One of those who has already decided to take a closer look is Dale Hill, CEO of Golden, Colo.-based Mobile Energy Solutions, a firm that builds buses powered by hydrogen. Hill, who also met Thompson at the Denmark conference, visited Mooresville in October.
Hill said the intent of his October visit was to scout the Badin-based former Alcoa plant as a possible hydrogen vehicle manufacturing site and also to look at locations around Mooresville for the possible production of hydrogen-powered streetcars.
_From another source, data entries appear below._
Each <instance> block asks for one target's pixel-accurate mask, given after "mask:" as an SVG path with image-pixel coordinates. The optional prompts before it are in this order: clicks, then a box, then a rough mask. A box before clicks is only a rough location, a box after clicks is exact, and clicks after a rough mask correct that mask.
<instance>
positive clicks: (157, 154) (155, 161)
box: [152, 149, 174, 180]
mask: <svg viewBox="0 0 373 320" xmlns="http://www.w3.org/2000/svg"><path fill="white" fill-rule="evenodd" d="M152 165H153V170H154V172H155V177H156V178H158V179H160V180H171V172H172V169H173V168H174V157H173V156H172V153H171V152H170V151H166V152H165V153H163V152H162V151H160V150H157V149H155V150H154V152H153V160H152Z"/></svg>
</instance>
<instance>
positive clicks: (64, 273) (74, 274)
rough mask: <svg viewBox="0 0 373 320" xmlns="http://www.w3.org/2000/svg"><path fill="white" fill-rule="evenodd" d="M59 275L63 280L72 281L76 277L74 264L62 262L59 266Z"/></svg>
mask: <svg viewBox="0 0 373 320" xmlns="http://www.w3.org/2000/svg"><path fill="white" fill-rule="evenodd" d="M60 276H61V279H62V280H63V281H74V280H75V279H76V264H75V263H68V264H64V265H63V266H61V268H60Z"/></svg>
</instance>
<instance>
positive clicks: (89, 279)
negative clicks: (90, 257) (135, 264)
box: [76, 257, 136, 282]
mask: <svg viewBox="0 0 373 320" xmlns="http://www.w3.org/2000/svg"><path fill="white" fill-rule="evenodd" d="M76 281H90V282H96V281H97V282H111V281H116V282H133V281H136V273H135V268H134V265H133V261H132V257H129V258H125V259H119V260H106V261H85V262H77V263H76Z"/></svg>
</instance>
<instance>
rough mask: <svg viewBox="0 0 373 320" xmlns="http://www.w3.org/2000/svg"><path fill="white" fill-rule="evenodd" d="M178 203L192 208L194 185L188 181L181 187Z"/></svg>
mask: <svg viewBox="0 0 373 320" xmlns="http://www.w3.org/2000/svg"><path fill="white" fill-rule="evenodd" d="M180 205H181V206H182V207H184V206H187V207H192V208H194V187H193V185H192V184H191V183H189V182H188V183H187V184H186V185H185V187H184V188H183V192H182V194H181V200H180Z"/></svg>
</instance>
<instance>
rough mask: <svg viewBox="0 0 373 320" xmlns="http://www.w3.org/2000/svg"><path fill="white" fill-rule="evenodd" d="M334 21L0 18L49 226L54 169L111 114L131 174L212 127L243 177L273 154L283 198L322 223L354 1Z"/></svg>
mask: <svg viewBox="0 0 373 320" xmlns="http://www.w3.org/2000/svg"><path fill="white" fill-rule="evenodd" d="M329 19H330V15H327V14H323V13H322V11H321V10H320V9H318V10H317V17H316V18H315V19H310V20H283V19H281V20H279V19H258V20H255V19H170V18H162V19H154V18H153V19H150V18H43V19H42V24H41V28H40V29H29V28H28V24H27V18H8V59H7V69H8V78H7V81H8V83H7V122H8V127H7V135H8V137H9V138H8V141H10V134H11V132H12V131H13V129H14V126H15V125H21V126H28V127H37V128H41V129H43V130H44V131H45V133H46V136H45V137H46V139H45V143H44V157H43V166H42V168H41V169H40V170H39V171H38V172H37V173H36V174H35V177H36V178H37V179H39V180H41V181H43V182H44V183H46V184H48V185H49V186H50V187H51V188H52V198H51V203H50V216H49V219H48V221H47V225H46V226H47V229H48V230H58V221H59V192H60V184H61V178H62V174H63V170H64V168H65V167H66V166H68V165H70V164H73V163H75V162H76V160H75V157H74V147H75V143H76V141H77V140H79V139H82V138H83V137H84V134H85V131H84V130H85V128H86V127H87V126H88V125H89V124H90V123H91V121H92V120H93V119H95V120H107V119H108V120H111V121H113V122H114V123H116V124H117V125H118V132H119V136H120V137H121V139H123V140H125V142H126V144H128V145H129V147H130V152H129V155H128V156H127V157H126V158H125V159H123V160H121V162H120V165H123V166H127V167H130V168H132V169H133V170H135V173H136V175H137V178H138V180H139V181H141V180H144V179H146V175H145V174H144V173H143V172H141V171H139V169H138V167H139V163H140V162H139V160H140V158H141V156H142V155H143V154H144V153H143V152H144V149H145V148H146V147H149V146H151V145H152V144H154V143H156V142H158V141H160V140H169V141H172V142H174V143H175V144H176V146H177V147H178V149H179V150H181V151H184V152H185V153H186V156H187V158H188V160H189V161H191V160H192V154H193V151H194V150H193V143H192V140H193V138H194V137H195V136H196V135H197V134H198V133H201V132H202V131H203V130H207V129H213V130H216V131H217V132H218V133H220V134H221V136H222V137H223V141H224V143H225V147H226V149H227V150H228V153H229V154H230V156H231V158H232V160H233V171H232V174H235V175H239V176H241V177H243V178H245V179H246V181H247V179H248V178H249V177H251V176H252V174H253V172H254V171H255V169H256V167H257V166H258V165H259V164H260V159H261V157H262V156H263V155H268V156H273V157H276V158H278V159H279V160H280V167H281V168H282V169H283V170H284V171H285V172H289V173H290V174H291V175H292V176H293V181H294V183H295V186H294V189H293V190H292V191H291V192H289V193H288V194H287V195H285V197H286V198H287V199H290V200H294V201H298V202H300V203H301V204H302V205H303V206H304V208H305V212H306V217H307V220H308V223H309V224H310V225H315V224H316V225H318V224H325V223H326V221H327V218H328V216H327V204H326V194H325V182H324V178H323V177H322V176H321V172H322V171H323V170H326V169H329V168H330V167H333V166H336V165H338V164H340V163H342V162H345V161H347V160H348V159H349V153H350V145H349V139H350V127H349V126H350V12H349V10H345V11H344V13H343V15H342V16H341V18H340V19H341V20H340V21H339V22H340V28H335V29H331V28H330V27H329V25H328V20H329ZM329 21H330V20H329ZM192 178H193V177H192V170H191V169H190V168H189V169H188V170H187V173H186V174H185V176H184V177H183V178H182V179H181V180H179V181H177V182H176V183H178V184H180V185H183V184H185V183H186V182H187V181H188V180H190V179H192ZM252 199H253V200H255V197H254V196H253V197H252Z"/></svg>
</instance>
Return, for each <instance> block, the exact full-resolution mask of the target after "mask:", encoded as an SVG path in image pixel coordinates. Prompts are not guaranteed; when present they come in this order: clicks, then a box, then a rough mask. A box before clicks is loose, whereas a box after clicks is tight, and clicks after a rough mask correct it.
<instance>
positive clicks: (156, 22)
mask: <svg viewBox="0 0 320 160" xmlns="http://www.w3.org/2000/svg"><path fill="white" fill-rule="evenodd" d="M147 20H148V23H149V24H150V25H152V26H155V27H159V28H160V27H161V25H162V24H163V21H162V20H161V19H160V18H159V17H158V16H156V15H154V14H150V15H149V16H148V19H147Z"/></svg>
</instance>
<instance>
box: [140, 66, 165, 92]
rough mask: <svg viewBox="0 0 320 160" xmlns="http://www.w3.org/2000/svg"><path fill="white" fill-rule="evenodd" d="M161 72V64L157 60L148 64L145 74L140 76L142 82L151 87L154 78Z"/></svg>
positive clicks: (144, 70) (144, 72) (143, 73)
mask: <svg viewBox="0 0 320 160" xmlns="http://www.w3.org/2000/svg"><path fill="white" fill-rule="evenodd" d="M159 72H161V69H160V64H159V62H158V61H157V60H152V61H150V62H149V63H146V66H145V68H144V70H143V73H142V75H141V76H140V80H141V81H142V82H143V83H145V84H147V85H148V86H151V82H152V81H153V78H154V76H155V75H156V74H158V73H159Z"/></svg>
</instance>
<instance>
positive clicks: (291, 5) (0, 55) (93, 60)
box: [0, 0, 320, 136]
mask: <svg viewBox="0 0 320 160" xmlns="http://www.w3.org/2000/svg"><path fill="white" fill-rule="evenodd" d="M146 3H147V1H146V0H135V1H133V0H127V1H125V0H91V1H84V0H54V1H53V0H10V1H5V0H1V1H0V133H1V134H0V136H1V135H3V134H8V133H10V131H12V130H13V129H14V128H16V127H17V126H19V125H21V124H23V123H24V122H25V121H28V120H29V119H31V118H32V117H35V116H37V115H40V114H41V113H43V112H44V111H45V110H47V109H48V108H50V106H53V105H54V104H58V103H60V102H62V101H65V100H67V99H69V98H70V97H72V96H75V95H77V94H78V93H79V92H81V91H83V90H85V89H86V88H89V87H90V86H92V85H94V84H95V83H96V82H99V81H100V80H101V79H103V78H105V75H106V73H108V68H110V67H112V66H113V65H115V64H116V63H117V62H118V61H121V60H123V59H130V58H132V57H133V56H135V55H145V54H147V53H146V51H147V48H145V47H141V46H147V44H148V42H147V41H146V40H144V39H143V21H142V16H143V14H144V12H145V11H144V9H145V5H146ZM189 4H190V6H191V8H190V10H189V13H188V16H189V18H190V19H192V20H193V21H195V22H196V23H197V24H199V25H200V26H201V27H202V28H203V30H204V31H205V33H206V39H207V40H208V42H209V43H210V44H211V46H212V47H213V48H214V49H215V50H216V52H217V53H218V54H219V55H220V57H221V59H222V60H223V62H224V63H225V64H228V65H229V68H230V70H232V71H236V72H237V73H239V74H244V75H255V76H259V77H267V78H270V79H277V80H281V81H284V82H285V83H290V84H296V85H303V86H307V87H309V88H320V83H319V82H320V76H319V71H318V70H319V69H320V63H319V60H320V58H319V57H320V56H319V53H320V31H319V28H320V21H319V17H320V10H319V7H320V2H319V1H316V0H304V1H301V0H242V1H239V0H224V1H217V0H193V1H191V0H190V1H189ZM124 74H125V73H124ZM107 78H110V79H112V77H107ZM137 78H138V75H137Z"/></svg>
Jim Graebner of the American Transportation Association said Hill’s interest in streetcars is no surprise. Streetcars, he said, “are one of the most exciting things happening transportation-wise in many cities throughout the U.S.” Streetcar lines are already in place in cities like Little Rock, Ark., and Portland, Ore., he said, and are catching on elsewhere.
Graebner said streetcars are a good investment because they are cheaper than commuter and light rail, can be implemented in small groups of three or four, and can provide compact, high-density service and easy links to other forms of transportation. “It’s a safe way of getting around,” he said. By considering streetcar production, he said, Mooresville is “looking ahead to the day when there may be a reasonable market for small streetcars.”
Mooresville, said Hill, is ideal for this kind of endeavor for a number of reasons. If you draw a circle around the 500-mile radius surrounding Charlotte, he said, “you cover 70 percent of the population of the U.S.”
In addition, he said, thanks to NASCAR, Mooresville is already high profile and “there is a tremendous amount of talent in the area that we need.” Also, he said, the region is known for its work ethic.
The region’s nuclear power plants, said Hill, also make it an excellent location, because plants generate energy during low-use hours at night that is frequently lost. Because hydrogen fuel cells are a storage medium for electricity, that lost energy could be captured, transformed and used.
Mooresville, said Hill, would also be a great kickoff for such a cutting-edge project because it’s close to Martin Marietta Composites in Sparta, which his company already gets parts from for its buses. It would also be a great location, he said, because there’s already a base of support for the hydrogen fuel concept.
“We want to support those who support us,” he said.